The 2016 Olympic Games Equestrian has been somewhat marred by a series of disqualifications in the show jumping for misuse of whip or spur. Although those were all unacceptable incidents, are the machinations required to get a Dutch dressage horse to the ring and Kiwi eventer to the first jog justified and surely such actions begs mere mortals to ask when does equestrian competition become horse abuse and have we gone too far in search of sporting glory?
Before endurance recently took the title of Most Evil Horse Sport, show jumping was probably carrying the burden of public disapproval. Doping scandals covered Olympic Games and continental championships, and the rascals were hyper-sensitising legs all over the place (whatever that means!) if several disqualifications were to be believed. Hauling their horses around in draw reins, too tight nosebands and vicious bits, the funny thing was, no horses died, none limped in or out of the ring and when McClain Ward’s Sapphire was sensationally disqualified from the World Cup Finals, there was no mark on the horse. She trotted up sound before and after the alleged abuse, tested clean for medication and continued her career for some time afterwards with no apparent ill effects. In fact, those of us that were there couldn’t see a thing wrong with the horse!
The pressure got taken off showjumping when the Most Evil baton passed onto dressage. Rollkur had superseded sensitising legs as the ultimate wickedness and has now been proven scientifically to impair the horse’s breathing because it compresses the wind pipe. So why are we still seeing it? The practitioners need to be instantly, and permanently, eliminated. Oh there are a few disciplinary actions handed out but you only have to look at the FEI disciplinary list to see how few of those measures there are. The evidence of our eyes says the practice is still widespread so how come the disciplinary list is SHORT? And if that was not enough to bring the sport into disrepute, how did a Dutch dressage horse even get to the ring at the Olympics? A 19 year old veteran that had been on a drip for fluids all night. Surely then, the decision must be taken out of the riders hands?

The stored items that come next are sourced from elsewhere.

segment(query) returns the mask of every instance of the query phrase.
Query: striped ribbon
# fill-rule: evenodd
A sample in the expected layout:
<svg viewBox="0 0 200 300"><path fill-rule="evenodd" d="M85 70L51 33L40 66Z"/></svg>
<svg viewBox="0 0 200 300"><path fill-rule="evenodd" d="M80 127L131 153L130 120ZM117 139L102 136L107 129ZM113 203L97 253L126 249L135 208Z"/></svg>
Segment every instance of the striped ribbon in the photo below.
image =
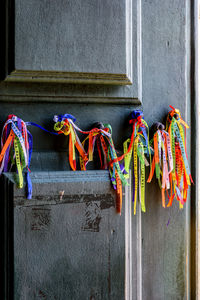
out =
<svg viewBox="0 0 200 300"><path fill-rule="evenodd" d="M172 205L173 199L179 201L179 207L183 208L187 200L188 188L193 183L186 151L186 138L183 130L189 128L182 120L180 111L171 107L167 116L167 131L172 145L173 170L170 175L171 195L168 206Z"/></svg>
<svg viewBox="0 0 200 300"><path fill-rule="evenodd" d="M31 145L28 141L26 123L15 115L9 115L2 130L0 174L8 172L15 164L18 173L18 187L23 187L23 170L28 169L31 157ZM29 176L29 175L28 175ZM29 180L28 198L31 197L32 188Z"/></svg>
<svg viewBox="0 0 200 300"><path fill-rule="evenodd" d="M174 169L171 140L162 123L156 123L154 128L156 129L153 136L154 157L147 182L151 182L155 171L161 189L162 206L166 207L165 193L170 189L170 173Z"/></svg>
<svg viewBox="0 0 200 300"><path fill-rule="evenodd" d="M131 120L129 123L132 124L131 138L124 142L124 154L118 158L118 161L124 158L124 166L127 172L125 177L129 178L131 158L133 156L133 203L134 214L136 214L138 187L141 210L143 212L146 211L145 166L148 166L149 163L145 154L149 157L151 164L151 152L149 148L149 129L147 123L143 119L143 113L140 110L134 110L131 113Z"/></svg>

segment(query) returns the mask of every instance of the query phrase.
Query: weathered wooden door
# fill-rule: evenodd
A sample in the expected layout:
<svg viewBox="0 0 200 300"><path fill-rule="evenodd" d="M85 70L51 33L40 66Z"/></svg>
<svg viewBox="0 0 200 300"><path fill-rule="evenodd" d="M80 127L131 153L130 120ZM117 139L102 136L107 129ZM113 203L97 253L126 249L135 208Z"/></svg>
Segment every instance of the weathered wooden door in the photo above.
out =
<svg viewBox="0 0 200 300"><path fill-rule="evenodd" d="M192 3L2 1L1 125L13 113L53 130L71 113L85 130L110 123L119 153L133 109L151 126L171 104L194 126ZM191 195L163 209L153 181L134 217L130 181L118 216L107 171L69 171L67 138L30 130L33 199L12 174L1 184L1 299L195 299Z"/></svg>

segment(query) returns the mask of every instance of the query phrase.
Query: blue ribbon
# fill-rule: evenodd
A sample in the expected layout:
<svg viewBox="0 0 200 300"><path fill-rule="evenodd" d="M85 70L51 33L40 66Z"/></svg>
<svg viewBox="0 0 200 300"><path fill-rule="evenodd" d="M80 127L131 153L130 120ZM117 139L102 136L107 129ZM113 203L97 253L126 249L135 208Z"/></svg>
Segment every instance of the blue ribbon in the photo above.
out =
<svg viewBox="0 0 200 300"><path fill-rule="evenodd" d="M70 114L64 114L64 115L56 115L54 118L57 118L57 122L61 122L65 119L71 119L73 122L76 122L76 118L73 115Z"/></svg>
<svg viewBox="0 0 200 300"><path fill-rule="evenodd" d="M54 134L54 135L58 135L57 132L49 131L49 130L45 129L44 127L42 127L42 126L40 126L40 125L38 125L38 124L36 124L36 123L34 123L34 122L25 122L25 123L26 123L26 126L32 125L32 126L35 126L35 127L40 128L40 129L42 129L42 130L44 130L44 131L46 131L46 132L48 132L48 133L51 133L51 134Z"/></svg>
<svg viewBox="0 0 200 300"><path fill-rule="evenodd" d="M9 136L10 129L11 129L11 124L9 123L9 124L7 125L6 139L7 139L8 136ZM6 154L5 154L4 172L8 172L9 155L10 155L10 146L9 146L8 149L6 150Z"/></svg>
<svg viewBox="0 0 200 300"><path fill-rule="evenodd" d="M131 118L132 119L137 119L138 117L143 117L144 116L144 114L143 114L143 112L141 111L141 110L133 110L132 111L132 113L131 113Z"/></svg>

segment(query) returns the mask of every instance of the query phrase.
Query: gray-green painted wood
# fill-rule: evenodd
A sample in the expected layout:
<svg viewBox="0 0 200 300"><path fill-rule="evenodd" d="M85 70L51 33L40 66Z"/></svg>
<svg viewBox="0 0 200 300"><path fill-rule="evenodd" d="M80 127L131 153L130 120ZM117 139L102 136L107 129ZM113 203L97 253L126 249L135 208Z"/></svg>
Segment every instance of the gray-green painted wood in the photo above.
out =
<svg viewBox="0 0 200 300"><path fill-rule="evenodd" d="M137 10L134 9L136 2ZM130 136L127 119L133 109L143 109L145 120L151 126L155 121L165 122L171 104L179 108L183 119L191 123L195 113L190 98L193 89L190 73L191 3L184 0L144 0L141 1L140 10L140 1L133 1L133 16L137 13L137 18L133 17L133 49L138 49L133 50L133 55L137 53L137 56L133 56L133 89L131 86L3 82L0 86L1 125L9 113L14 113L25 121L38 122L52 129L53 115L68 112L77 117L77 125L83 129L90 128L95 121L109 122L113 127L116 147L122 151L122 142ZM134 30L135 25L138 35ZM134 70L137 70L136 76ZM139 89L134 87L134 78L139 78ZM132 97L142 100L142 105L138 106ZM129 105L134 103L137 106ZM191 116L190 111L193 113ZM195 154L190 149L190 139L195 138L194 129L192 137L191 129L187 135L188 154L193 161ZM50 136L35 128L30 130L34 136L31 169L49 172L69 170L67 138ZM131 223L133 299L190 298L193 292L190 274L194 272L193 268L190 270L190 250L194 246L190 242L190 222L195 223L195 219L190 220L191 200L189 193L187 206L182 211L179 211L176 200L172 208L163 209L156 180L146 184L147 212L137 214ZM61 204L56 205L58 214L61 214ZM109 218L116 219L113 208L105 211L109 210L112 210ZM79 207L78 214L82 212ZM106 225L105 228L108 229ZM194 297L191 296L191 299Z"/></svg>
<svg viewBox="0 0 200 300"><path fill-rule="evenodd" d="M137 78L136 74L131 86L1 82L0 101L140 104L140 88L135 88Z"/></svg>
<svg viewBox="0 0 200 300"><path fill-rule="evenodd" d="M11 3L12 0L8 0L7 3ZM22 1L23 2L23 1ZM90 39L83 39L82 34L77 30L75 30L76 35L74 34L74 40L72 44L75 47L76 51L73 51L73 56L69 55L69 49L65 47L65 43L70 43L71 34L68 36L65 34L63 37L62 30L60 31L59 28L56 29L56 24L59 26L66 27L67 32L69 31L68 24L66 20L60 23L60 14L58 13L58 5L56 4L56 9L54 9L54 4L51 5L47 2L40 3L39 1L33 1L33 3L24 3L22 5L21 1L16 1L16 13L14 12L14 8L8 9L10 12L10 19L15 16L15 29L12 27L6 31L7 35L7 48L9 51L9 69L7 68L5 76L7 76L7 80L9 81L19 81L17 84L13 82L2 82L0 84L0 99L1 100L22 100L27 101L28 98L32 100L36 100L38 96L43 95L43 100L47 101L73 101L73 102L116 102L123 103L127 100L127 103L139 103L141 101L141 86L140 81L138 80L141 73L141 59L140 59L140 40L141 40L141 30L140 30L140 0L137 1L119 1L118 5L114 2L98 2L96 9L91 12L91 7L94 3L85 3L83 6L78 5L76 2L70 1L63 1L68 4L63 8L63 14L69 14L70 9L73 11L77 6L79 9L77 10L76 16L74 16L73 24L69 25L72 27L81 27L81 30L84 31L86 36L89 35ZM39 6L39 9L31 10L32 6ZM48 9L45 10L47 6ZM117 9L118 7L118 9ZM98 9L99 8L99 9ZM86 17L78 18L79 15L83 13L83 11L90 10L90 22L84 22ZM95 12L99 14L104 14L104 18L106 18L107 14L110 15L112 18L106 18L106 22L101 18L101 22L97 22L95 18ZM12 12L12 14L11 14ZM47 14L48 23L46 26L43 26L44 18L42 18L42 14ZM33 14L33 18L31 18ZM114 16L119 15L116 20L114 21ZM2 19L5 16L5 13L2 10ZM29 16L29 17L27 17ZM49 22L49 18L52 17L54 20L54 27L55 30L58 31L58 34L53 34L52 31L49 31L49 26L51 26ZM78 18L78 22L76 23L76 18ZM9 14L8 14L9 19ZM30 20L28 22L27 20ZM99 19L98 19L99 20ZM18 22L19 21L19 22ZM24 23L25 24L24 24ZM26 25L28 22L28 25ZM88 32L87 26L90 23L94 23L94 26L91 25L91 31ZM110 26L106 26L107 22L109 22ZM42 23L42 24L41 24ZM98 23L98 26L97 26ZM19 25L18 25L19 24ZM35 28L36 27L36 28ZM90 26L89 26L90 27ZM101 31L99 37L92 33L92 29L103 27L105 30ZM119 27L119 30L117 28ZM6 27L5 27L6 28ZM23 29L21 29L23 28ZM116 29L114 31L114 28ZM37 29L37 30L35 30ZM39 32L38 32L39 30ZM80 30L80 31L81 31ZM100 29L98 29L100 32ZM13 32L14 31L14 32ZM105 32L104 32L105 31ZM31 33L32 32L32 33ZM45 33L47 32L47 33ZM116 33L115 33L116 32ZM4 33L4 32L3 32ZM3 34L2 33L2 34ZM91 33L91 34L90 34ZM48 39L48 35L53 35L54 38L59 39L59 43L56 43L51 39ZM47 38L48 43L46 43L45 48L42 48L42 44L44 43L44 39L42 39L41 43L39 42L38 38L44 35ZM91 36L90 36L91 35ZM20 38L19 38L20 36ZM58 37L59 36L59 37ZM62 36L62 38L61 38ZM93 37L93 38L92 38ZM107 37L107 38L106 38ZM13 47L13 40L15 39L15 48ZM35 41L35 39L37 39ZM94 41L97 39L99 41L100 46L98 43ZM106 42L104 42L106 39ZM77 42L75 42L75 40ZM117 40L115 43L113 40ZM35 42L34 42L35 41ZM89 53L85 49L84 43L87 45L87 49L89 48ZM90 49L90 44L92 43L92 47ZM54 46L52 46L52 45ZM81 44L82 47L79 47L78 44ZM111 46L109 46L111 44ZM28 47L28 49L27 49ZM110 47L110 51L108 48ZM6 48L6 49L7 49ZM62 49L64 48L64 49ZM70 47L69 47L70 48ZM73 47L72 47L73 48ZM42 50L41 50L42 49ZM71 49L71 48L70 48ZM106 50L107 49L107 50ZM16 51L15 51L16 50ZM39 54L38 54L39 51ZM41 53L42 51L42 53ZM114 53L113 53L114 51ZM45 54L46 52L46 54ZM55 53L56 55L55 55ZM118 57L116 57L115 52L118 53ZM54 53L52 57L52 53ZM63 53L66 53L64 55ZM98 55L101 53L101 55ZM83 60L81 63L77 60L76 55ZM111 58L110 58L111 55ZM58 57L57 57L58 56ZM69 56L69 58L68 58ZM75 57L74 57L75 56ZM20 60L23 57L23 61ZM85 59L84 59L85 57ZM120 57L120 58L119 58ZM7 60L7 59L6 59ZM5 60L5 64L2 65L2 70L6 68L7 62ZM40 61L41 62L39 63ZM60 65L59 69L56 69L56 63ZM46 74L43 71L50 70L53 71L62 71L66 72L69 71L67 68L67 64L72 64L70 67L70 71L76 72L75 75L80 74L80 78L76 80L76 76L73 76L73 73L66 73L68 75L68 80L64 78L63 74ZM21 64L21 67L19 66ZM25 66L24 66L25 64ZM40 65L38 69L38 74L33 73L31 74L22 74L20 72L16 72L18 67L22 68L23 70L35 71L37 69L37 64ZM45 67L42 67L44 64ZM49 67L48 67L49 64ZM81 67L82 64L82 67ZM66 65L66 68L65 68ZM121 67L123 65L123 68ZM110 67L109 67L110 66ZM120 68L121 73L118 72ZM108 70L107 70L108 68ZM110 69L112 68L112 72ZM123 70L124 71L123 71ZM41 71L41 72L40 72ZM77 73L78 72L78 73ZM81 73L84 72L84 73ZM91 73L92 72L92 73ZM99 73L103 72L103 73ZM12 74L12 75L11 75ZM21 75L20 75L21 74ZM45 75L46 74L46 75ZM88 74L88 75L87 75ZM93 75L92 75L93 74ZM101 74L99 77L98 74ZM122 82L121 84L130 84L129 86L119 86L120 78L114 78L113 76L126 76L129 78L129 82ZM55 76L54 76L55 75ZM77 75L78 76L78 75ZM113 80L112 80L113 77ZM82 79L81 79L82 78ZM84 81L85 78L85 81ZM92 79L93 78L93 79ZM98 79L100 78L100 79ZM23 81L28 81L26 84L20 83ZM30 84L30 82L34 82ZM40 82L38 84L37 82ZM49 82L49 83L48 83ZM60 84L58 83L65 83ZM70 82L73 84L66 84L66 82ZM55 84L56 83L56 84ZM78 85L75 83L85 83L84 85ZM99 83L100 87L92 87L93 85L87 83ZM115 83L116 86L113 85L105 85L105 83ZM25 92L26 90L26 92ZM54 97L55 96L55 97Z"/></svg>
<svg viewBox="0 0 200 300"><path fill-rule="evenodd" d="M31 178L32 200L15 185L7 199L14 206L14 299L124 299L127 210L115 213L108 172Z"/></svg>
<svg viewBox="0 0 200 300"><path fill-rule="evenodd" d="M190 121L190 1L143 1L142 11L142 100L146 120L150 125L164 120L171 104L180 109L183 119ZM190 145L191 131L187 136ZM193 272L189 252L190 193L182 211L176 200L172 208L163 209L156 182L146 186L142 299L188 299L189 272Z"/></svg>
<svg viewBox="0 0 200 300"><path fill-rule="evenodd" d="M126 74L125 0L18 0L15 11L17 70Z"/></svg>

But of course, one can hardly eliminate a dressage horse for being given fluids when at least half a dozen event horses had precisely the same treatment after cross country… Most Evil will soon be passing on to eventing if the participants in that sport are not careful. The Olympics may be a special case perhaps, only once every four years but at a recent American international CCI, in perfect weather on great footing, at least twenty horses could be seen on fluid drips after the 2* cross country. Not because they needed to be, but because it has almost become standard practice. Huh? Not after Badminton or a Olympic Games in blazing heat but a regular 2*. The proponents argue that it is better to prevent than cure and it keeps their horses in better condition. For what? It has been a while since the USA won a World or Olympic title and the Europeans seemed to be able to manage without so many ‘treatments’. Maybe things changed when the rules for qualification got tougher. One leading international rider and trainer once said, when his horse was not quite right on Sunday morning, “that it has probably done a leg (got a tendon injury) so it is going to have six months off, so I might as well jump this show jumping round because if the injury gets worse, the horse is going to be having time off anyway but at least it will be qualified……..” Enough said really. And what about the Olympic eventer that cut its face on an exposed pipe? How on earth did a horse that subsequently required double figure stitches in the wound, even get to the first jog let alone pass it?
It seems to me that it is about time that the people in charge start looking at what happens outside the ring as much as they do in it. Because we, the ever watchful public cannot see in to those sacred spaces much of the time, we are relying on officialdom to keep horse welfare paramount. They need to be able to ask the question when does ‘treatment’ stop and become horse abuse? Is an occasion ever so big it justifies pushing what we can do medically to the limits? Premeditated and discussed in committee with vets, officials owner and riders. Surely this is just as bad, if not worse, than those show jumping riders who were all disqualified for a moments loss of control in the exact same seconds that their Olympic dreams crumbled? And are we, watching at home guilty of damming such riders because we see those few seconds on TV, when others perhaps more guilty , are safe from prying eyes in the stable compound and calling their transgressions “treatments”.